[Date Prev][Date Next][Thread Prev][Thread Next][Date Index][Thread Index]

[ale] sed head scratcher



Jim Kinney wrote:
> On Tue, Aug 4, 2009 at 2:33 PM, JK<jknapka at kneuro.net> wrote:
>> Jim Kinney wrote:
>>> breakout the greybeards....
>>>
>>>
>>> I have a pile of text lines that need to have a certain portion
>>> transposed from upper case (windows dweebs did the hostnames) to lower
>>> case.
>>>
>>> So many lines like:
>>>
>>> 192.168.0.2 MACHINE102
>>> 192.168.3.4  MACHINE304 FredsBox
>>> 10.0.2.3   MACHINE599  TestingSystemB
>>> etc
>>>
>>> So varying IP address then varying spaces then upper case name with
>>> digits then varying spaces and sometimes followed by other name with
>>> mixed case.
>>>
>>> I want to ONLY lower case the names after the IP address, not anything
>>> else in the line.
>>>
>>> Here's what I have so far:
>>>
>>> cat /etc/hosts | sed '/ [A-Z]{7}[0-9]{1,3}/ y/[A-Z]/[a-z]/'
>>>
>>> seems like it should work but it only replaces the 'A' with 'a' and it
>>> does it anywhere in the line.
>>
>> Disclaimer 1: I just scrambled the keycaps on my laptop, so this message
>> may make absolutely no sense whatsoever.
>>
>> Disclaimer 2: I Am Not A sed Expert, though I've used it on occasion
>> (and have to re-read the manpage each time).
>>
>> That said:
>>
>> (1) First regexp selects lines to change, but does not restrict the
>> scope of the following command within the selected lines.  The
>> command itself, IIRC, must do the work to restrict itself to a particular
>> region of interest within the line it's operating on. (Accomplishing
>> this is left as an exercise for the reader, but I'm pretty sure that
>> in this case it would involve capture groups in the "to change"
>> regexp and capture-group backrefs in the replacement :-)
>>
>> (2) Assuming sed substitutions are like vi ones, wouldn't you need
>> a "g" (global) qualifier to make the subst cmd do more than a single
>> substitution?
> 
> My thinking as well.
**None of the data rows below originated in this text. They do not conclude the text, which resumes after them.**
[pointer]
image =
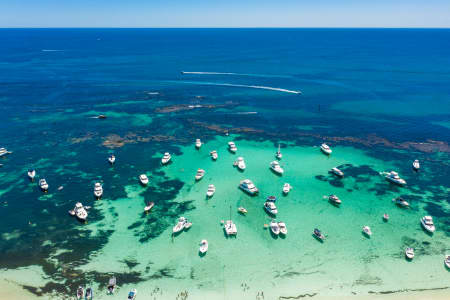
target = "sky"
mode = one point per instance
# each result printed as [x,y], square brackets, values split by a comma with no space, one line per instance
[225,13]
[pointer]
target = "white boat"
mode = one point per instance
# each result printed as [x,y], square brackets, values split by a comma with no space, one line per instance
[143,179]
[98,190]
[337,172]
[286,188]
[416,165]
[394,178]
[211,190]
[270,207]
[283,228]
[367,231]
[409,253]
[325,149]
[166,158]
[275,166]
[203,246]
[200,174]
[427,223]
[274,227]
[214,154]
[232,147]
[240,163]
[43,185]
[247,186]
[180,225]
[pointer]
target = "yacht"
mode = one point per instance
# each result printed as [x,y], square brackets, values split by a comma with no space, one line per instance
[211,190]
[232,147]
[43,185]
[203,246]
[337,172]
[240,163]
[143,179]
[166,158]
[286,188]
[416,165]
[98,190]
[275,166]
[409,253]
[427,223]
[394,178]
[200,174]
[270,207]
[274,227]
[325,149]
[247,186]
[214,154]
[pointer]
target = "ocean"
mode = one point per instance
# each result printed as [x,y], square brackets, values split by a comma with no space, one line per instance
[379,98]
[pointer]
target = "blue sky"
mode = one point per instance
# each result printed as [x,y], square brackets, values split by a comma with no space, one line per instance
[225,13]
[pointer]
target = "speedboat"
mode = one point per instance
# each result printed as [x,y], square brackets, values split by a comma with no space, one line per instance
[132,294]
[240,163]
[367,231]
[274,227]
[427,223]
[283,229]
[200,174]
[180,225]
[98,190]
[394,178]
[232,147]
[337,172]
[286,188]
[211,190]
[203,246]
[247,186]
[143,179]
[275,166]
[166,158]
[416,165]
[409,253]
[325,149]
[214,154]
[43,185]
[270,207]
[334,199]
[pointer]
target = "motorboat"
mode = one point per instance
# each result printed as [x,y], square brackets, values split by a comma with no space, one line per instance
[43,185]
[394,178]
[214,154]
[409,253]
[274,227]
[98,190]
[247,186]
[271,208]
[427,223]
[180,225]
[132,294]
[203,246]
[367,231]
[211,190]
[334,199]
[286,188]
[240,163]
[325,149]
[275,166]
[337,172]
[232,147]
[200,174]
[283,228]
[416,165]
[166,158]
[143,179]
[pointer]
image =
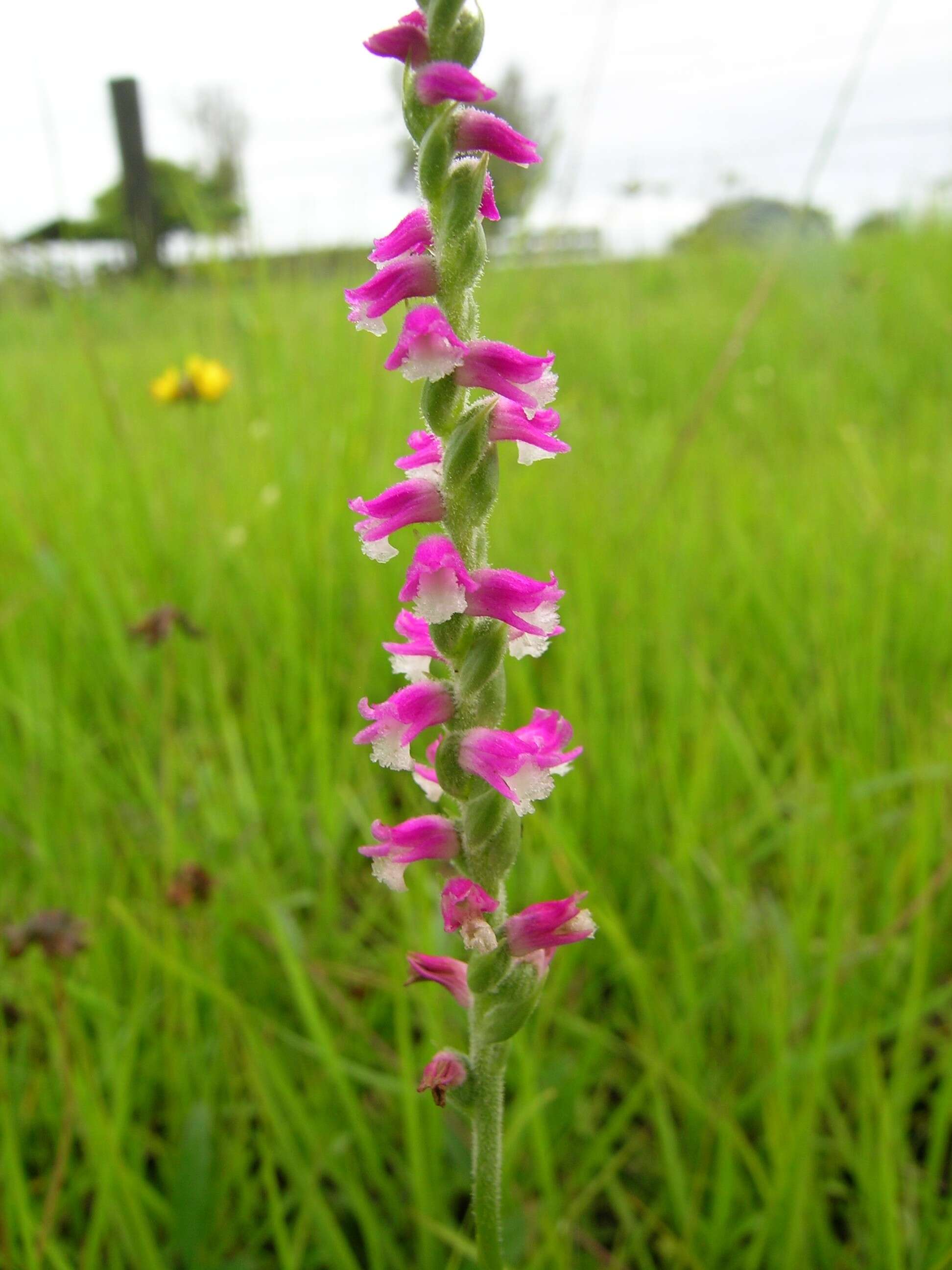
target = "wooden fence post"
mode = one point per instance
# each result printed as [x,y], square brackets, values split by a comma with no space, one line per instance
[136,178]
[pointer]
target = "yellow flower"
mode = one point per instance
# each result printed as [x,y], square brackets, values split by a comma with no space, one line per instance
[168,387]
[210,379]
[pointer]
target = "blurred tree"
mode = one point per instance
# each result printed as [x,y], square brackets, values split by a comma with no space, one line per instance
[222,127]
[535,117]
[757,222]
[185,201]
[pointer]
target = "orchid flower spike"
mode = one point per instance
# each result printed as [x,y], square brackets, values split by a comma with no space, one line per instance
[414,656]
[410,502]
[464,904]
[461,615]
[549,925]
[395,723]
[528,606]
[426,775]
[405,278]
[426,458]
[446,971]
[428,347]
[445,1071]
[508,371]
[449,82]
[425,837]
[535,439]
[437,582]
[521,764]
[406,40]
[479,130]
[412,237]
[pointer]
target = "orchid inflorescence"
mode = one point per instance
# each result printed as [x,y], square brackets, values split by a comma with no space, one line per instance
[462,615]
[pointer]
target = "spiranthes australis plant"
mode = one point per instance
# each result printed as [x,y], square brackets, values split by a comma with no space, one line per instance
[464,615]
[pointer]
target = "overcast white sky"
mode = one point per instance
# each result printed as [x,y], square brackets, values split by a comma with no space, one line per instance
[663,92]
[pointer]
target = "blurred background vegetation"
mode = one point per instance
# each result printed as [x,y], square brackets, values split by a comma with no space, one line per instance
[751,1065]
[207,1056]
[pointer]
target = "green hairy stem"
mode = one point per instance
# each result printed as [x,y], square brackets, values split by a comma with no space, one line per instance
[503,999]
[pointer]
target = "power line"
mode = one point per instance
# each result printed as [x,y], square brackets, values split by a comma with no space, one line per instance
[763,289]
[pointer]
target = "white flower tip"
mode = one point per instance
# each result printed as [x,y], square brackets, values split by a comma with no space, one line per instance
[530,784]
[389,873]
[430,365]
[440,597]
[530,454]
[527,646]
[582,924]
[415,668]
[375,325]
[433,473]
[381,550]
[479,935]
[430,790]
[389,752]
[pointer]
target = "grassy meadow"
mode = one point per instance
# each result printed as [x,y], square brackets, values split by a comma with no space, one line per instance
[752,1063]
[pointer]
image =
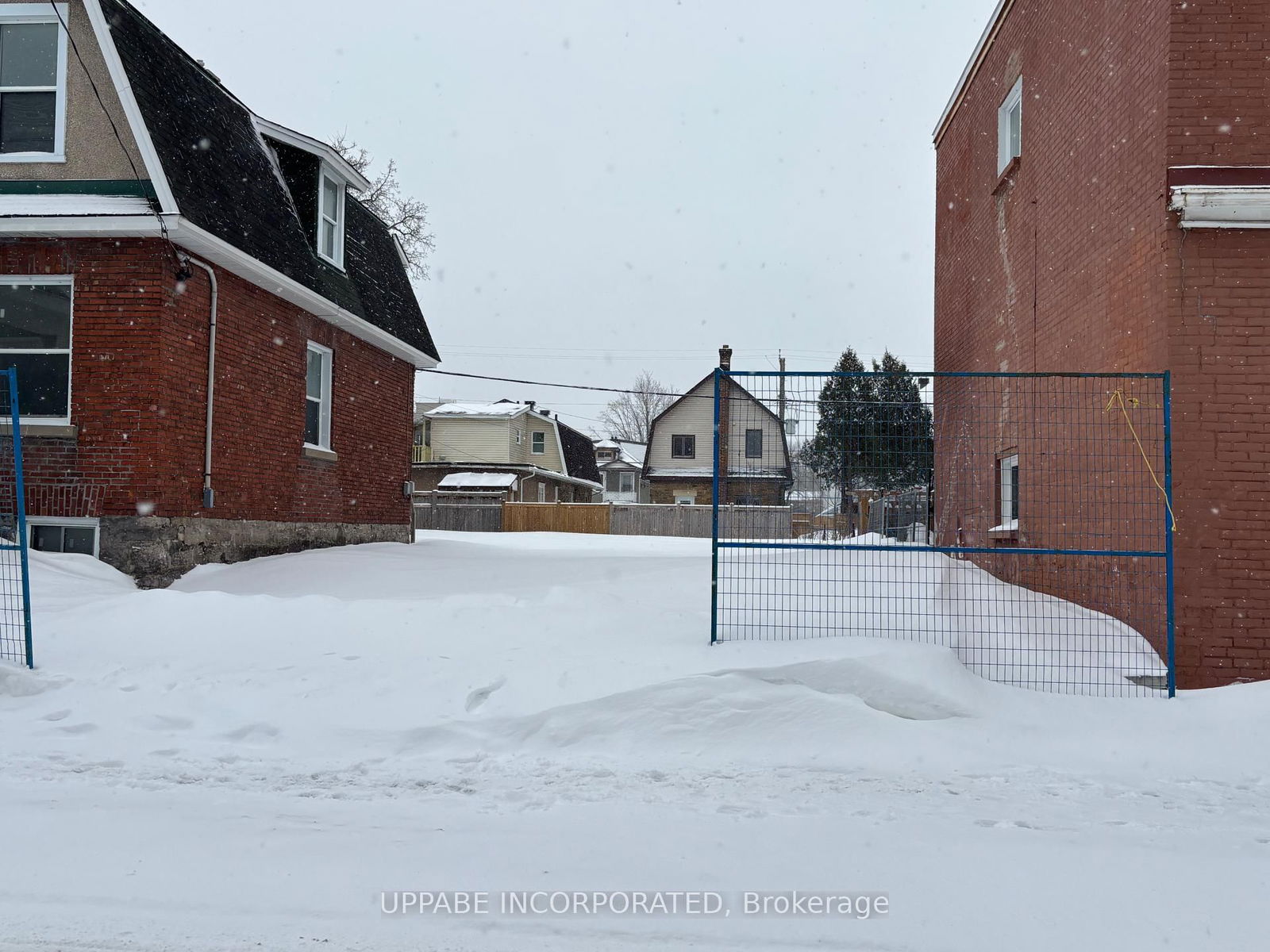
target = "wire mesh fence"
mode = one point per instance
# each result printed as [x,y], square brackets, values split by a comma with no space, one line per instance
[16,644]
[1020,520]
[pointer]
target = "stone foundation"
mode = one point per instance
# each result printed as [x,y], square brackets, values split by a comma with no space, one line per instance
[156,551]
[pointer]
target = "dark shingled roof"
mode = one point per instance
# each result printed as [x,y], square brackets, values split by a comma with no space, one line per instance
[225,182]
[579,454]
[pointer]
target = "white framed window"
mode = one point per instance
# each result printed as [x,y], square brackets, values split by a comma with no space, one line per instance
[57,533]
[330,217]
[753,444]
[32,83]
[1007,478]
[318,397]
[36,338]
[1010,126]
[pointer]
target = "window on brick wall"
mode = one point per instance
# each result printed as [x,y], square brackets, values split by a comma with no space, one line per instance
[1007,493]
[1010,126]
[63,535]
[32,83]
[318,397]
[36,338]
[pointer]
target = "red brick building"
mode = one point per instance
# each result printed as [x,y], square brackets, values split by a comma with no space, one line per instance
[216,342]
[1103,203]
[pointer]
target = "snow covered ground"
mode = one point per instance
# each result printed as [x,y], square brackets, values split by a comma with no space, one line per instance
[252,757]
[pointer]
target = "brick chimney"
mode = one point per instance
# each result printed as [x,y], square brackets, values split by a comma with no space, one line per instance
[724,422]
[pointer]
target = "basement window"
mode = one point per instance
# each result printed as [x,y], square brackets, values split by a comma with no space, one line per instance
[63,535]
[32,83]
[1010,126]
[330,217]
[36,338]
[318,397]
[1007,494]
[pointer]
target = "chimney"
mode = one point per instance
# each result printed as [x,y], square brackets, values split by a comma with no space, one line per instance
[724,424]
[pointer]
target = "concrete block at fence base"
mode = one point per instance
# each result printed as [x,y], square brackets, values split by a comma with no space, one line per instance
[156,550]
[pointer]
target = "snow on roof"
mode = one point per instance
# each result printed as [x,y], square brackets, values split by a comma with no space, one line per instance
[478,479]
[503,409]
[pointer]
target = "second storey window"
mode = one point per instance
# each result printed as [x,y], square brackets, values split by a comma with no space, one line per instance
[318,397]
[32,83]
[1010,126]
[330,219]
[753,444]
[36,338]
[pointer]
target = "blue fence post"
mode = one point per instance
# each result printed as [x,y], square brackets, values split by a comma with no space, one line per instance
[21,513]
[714,520]
[1170,531]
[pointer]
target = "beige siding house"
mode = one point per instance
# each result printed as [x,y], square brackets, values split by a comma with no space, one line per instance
[679,460]
[544,460]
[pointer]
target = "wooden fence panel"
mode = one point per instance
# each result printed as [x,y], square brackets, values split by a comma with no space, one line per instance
[695,520]
[459,516]
[556,517]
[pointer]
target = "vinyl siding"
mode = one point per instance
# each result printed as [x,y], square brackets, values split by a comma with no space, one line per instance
[695,416]
[479,441]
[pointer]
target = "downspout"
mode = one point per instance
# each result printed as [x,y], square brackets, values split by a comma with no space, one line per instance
[209,494]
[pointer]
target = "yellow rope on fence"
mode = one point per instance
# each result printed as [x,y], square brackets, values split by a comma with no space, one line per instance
[1118,397]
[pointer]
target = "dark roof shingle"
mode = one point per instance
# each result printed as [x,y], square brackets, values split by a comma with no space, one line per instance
[225,183]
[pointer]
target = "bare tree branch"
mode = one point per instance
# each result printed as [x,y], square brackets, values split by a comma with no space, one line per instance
[630,416]
[404,216]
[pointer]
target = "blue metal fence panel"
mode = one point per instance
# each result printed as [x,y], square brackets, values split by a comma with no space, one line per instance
[1041,558]
[16,641]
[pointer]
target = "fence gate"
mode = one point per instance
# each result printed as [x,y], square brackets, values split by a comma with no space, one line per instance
[14,577]
[1022,520]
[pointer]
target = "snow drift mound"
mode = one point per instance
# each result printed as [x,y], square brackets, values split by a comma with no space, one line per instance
[791,712]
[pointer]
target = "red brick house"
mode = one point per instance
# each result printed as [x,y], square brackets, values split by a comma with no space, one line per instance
[216,342]
[1103,205]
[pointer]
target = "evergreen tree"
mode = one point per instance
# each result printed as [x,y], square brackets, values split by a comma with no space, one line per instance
[874,432]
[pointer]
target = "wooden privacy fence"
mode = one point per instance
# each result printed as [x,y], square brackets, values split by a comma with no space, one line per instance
[556,517]
[491,513]
[694,520]
[470,512]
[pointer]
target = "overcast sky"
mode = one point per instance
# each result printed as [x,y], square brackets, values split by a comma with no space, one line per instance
[628,184]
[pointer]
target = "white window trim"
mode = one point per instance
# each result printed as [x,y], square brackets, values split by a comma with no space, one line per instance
[1009,505]
[325,405]
[1005,152]
[42,13]
[70,349]
[325,175]
[78,522]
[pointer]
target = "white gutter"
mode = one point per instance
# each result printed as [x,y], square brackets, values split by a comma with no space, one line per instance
[209,495]
[972,67]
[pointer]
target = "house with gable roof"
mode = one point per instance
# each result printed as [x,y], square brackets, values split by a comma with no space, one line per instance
[215,340]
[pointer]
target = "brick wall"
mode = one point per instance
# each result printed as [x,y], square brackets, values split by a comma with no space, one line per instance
[1079,266]
[139,372]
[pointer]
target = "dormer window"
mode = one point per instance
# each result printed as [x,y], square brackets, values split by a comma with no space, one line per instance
[32,83]
[330,219]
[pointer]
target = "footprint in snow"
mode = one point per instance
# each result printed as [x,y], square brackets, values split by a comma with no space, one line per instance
[482,695]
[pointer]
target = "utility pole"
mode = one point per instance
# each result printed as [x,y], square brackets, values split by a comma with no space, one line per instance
[780,357]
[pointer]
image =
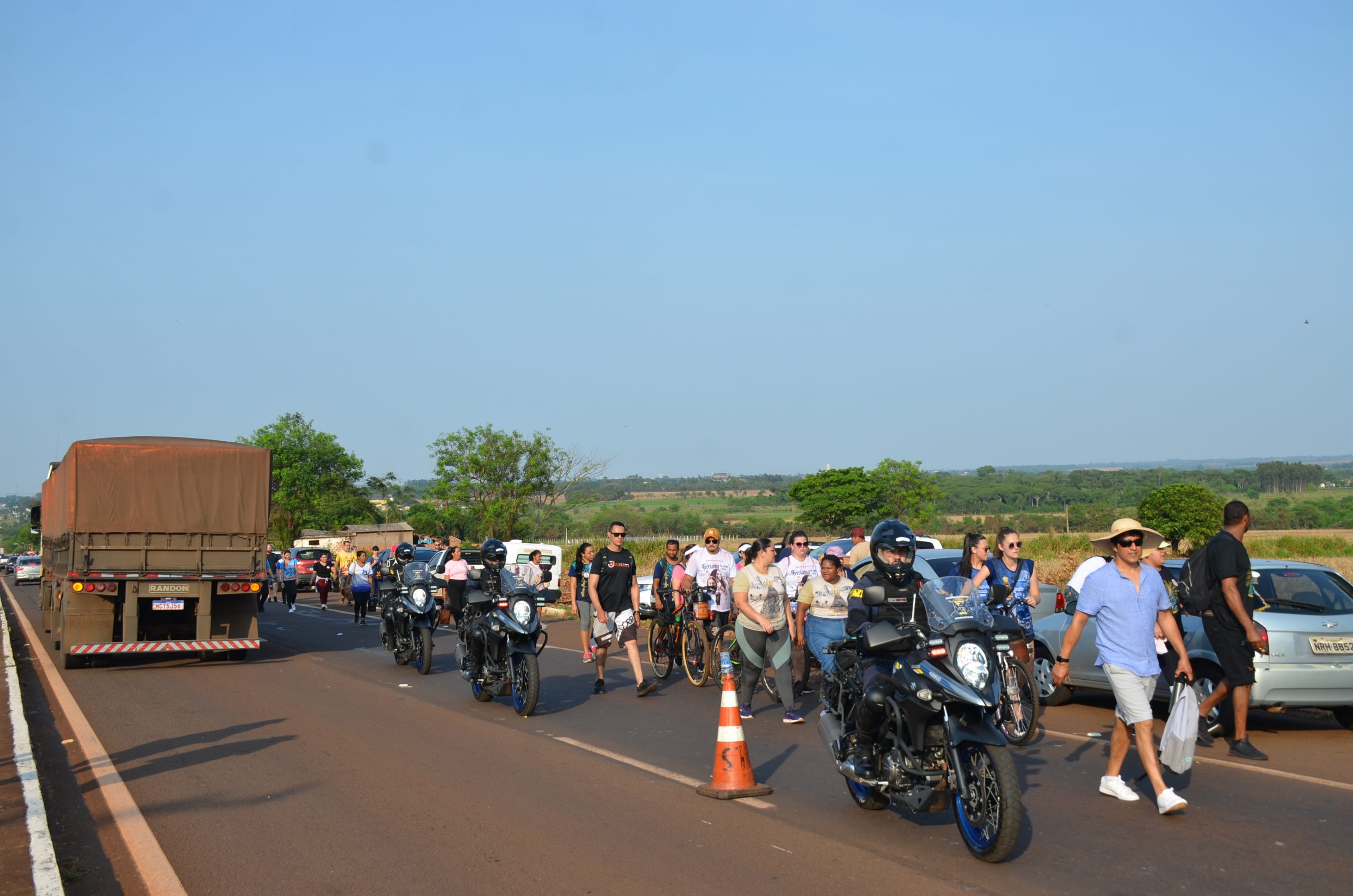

However:
> 
> cat testfile
> ABCDEFGI01
> BCDEFGHI02
> ABCDFGHI01 little stuff
> 123 BSGXAAKI01 456
> 123.0.23.45 ABCDEFGI02 FredsPage
> 
> 
> [jkinney at worktop tmp]$ cat testfile | sed -r '/[A-Z]{8}[0-9]{1,3}/
> y/[QWERTYUIOPASDFGHJKLZXCVBNM]{8}[0-9]{1,3}/[qwertyuiopasdfghjklzxcvbnm]{8}[0-9]{1,3}/'
> abcdefgi01
> bcdefghi02
> abcdfghi01 little stuff
> 123 bsgxaaki01 456
> 123.0.23.45 abcdefgi02 fredspage
> 
> It LC's all text yet it looks like the search field requires 1-3
> digits. So the string "FredsPage" should not be altered.

The 'y' command doesn't accept regexp syntax.  It just interprets the
original and substitute strings as literals, and maps them character-
for-character.

I think there's a flag to the regexp-based 's' command that means
"downcase the resulting string"; or maybe a flag to use in the
replacement that means "use downcased capture group N".  But I
be far beyond the limits o' me sed knowledge, mate, swimmin' in
punctuation-infested waters.

-- JK

(Yes, I know Talk Like A Pirate Day is a ways off. But it can be
Type Like A Pirate Day every day of the year.)